• U.S.

Mr. Knickerbocker’s Face Lifting

4 minute read
TIME

Since the Indians sold Manhattan Island to Peter Minuit for $24 worth of trinkets in 1626, its face has been changed out of all knowledge. Most of the man-made excrescences have made that face more blotchy, pockmarked, chafed, scarred and haggard. But last week the battered island was scheduled to get a major face lifting.

After four months of furious effort, the fast-moving real-estate firm of Webb & Knapp Inc. had control of a rundown, 30-acre, eight-block area on the East Side (41st to 49th Streets, First Avenue to the East River). Webb & Knapp promptly announced plans to replace the run-down stables, warehouses, slaughterhouses and tenements with the biggest, costliest city-within-a-city ever built. Cost: $150,000,000. Features: a 57-story office building, three 30-story apartments, a 6,000-capacity convention hall, a yacht landing, a helicopter field, a 5,000,000,000-sq.-ft. parking platform.

To get the property, agents had had to scurry as far afield as Rio de Janeiro, and had had to garnish their cash with promises. Example: one owner, who pocketed a certified check for $250,000, wanted to remain on his job as elevator operator as long as his building stayed up.

Lightning on a Lake. Webb & Knapp had not given promise of such a mickle feat in its earlier days. Operated for years by Ivy League sprouts (Groton’s and Harvard’s Elliot Cross, St. Paul’s and Yale’s John Hurst Purnell Gould, St. Mark’s Henry Sears), the 24-year-old business was strong in contacts, weak on aggressiveness, barely managed to break even on servicing its exclusive clientele.

But in 1938 W. & K. came alive. In that year William Zeckendorf, an amiably sputtering firecracker, became its executive vice president (now, at 41, he gets $40,000 a year plus a fourth of the net—which last year was almost $1 million).

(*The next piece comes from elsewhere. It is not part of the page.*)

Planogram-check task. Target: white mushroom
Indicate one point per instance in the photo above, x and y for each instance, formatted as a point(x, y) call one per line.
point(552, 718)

Son of a shoe manufacturer, Zeckendorf went to public schools in New York and to New York University. For a dozen-odd years in & out of various realty firms, he had been only a moderate success: he didn’t know enough of the right people. When, in the course of one of his deals, he ran into W. & K., it was like loose lightning being drawn to a lake.

From a small, conservative agency, W. & K. expanded into a dealer and operator of properties scattered over 20 states.

Zeckendorf took over the management of Vincent Astor’s realty interests, swelled their value in a series of 150 transactions by about $5 million (with commissions to W. & K. totaling $1½ million).

He drew up plans for a rooftop airport covering 144 square blocks in Manhattan, turned them over to the unimpressed city, which in turn relayed them to very-much-impressed Sweden and Russia. Two months ago he announced plans to upheave the busy community of Flushing, L. I., and set up a $50 million shopping center there (TIME, Aug. 19).

Fruits of Indigestion. Among its $20 million assets, W. & K. now owns hotels, apartments, a nightclub (Manhattan’s glittering Monte Carlo), shipping piers, warehouses, a steamship company, shopping centers in Denver, Houston and Atlanta, a nine-mile railroad and a 2,300-acre oilfield in Louisiana (one well came in last fortnight from a depth of 10,000 ft.). To avoid pyramiding, each new permanent project has been financed independently.

Where does he get his ideas? Says Zeckendorf facetiously: “From indigestion.” Sometimes he works right through the night in his penthouse apartment, but usually arrives at his office about 8 a.m. He plays equally hard; he thinks a binge is constructive.

Recently he decided to take every fourth month off to hunt, fish, sail and travel. Last week, just before he started on his first month off, he wrapped up another big bundle of real estate. For about $10 million he bought nearly a mile of the busy Hoboken waterfront.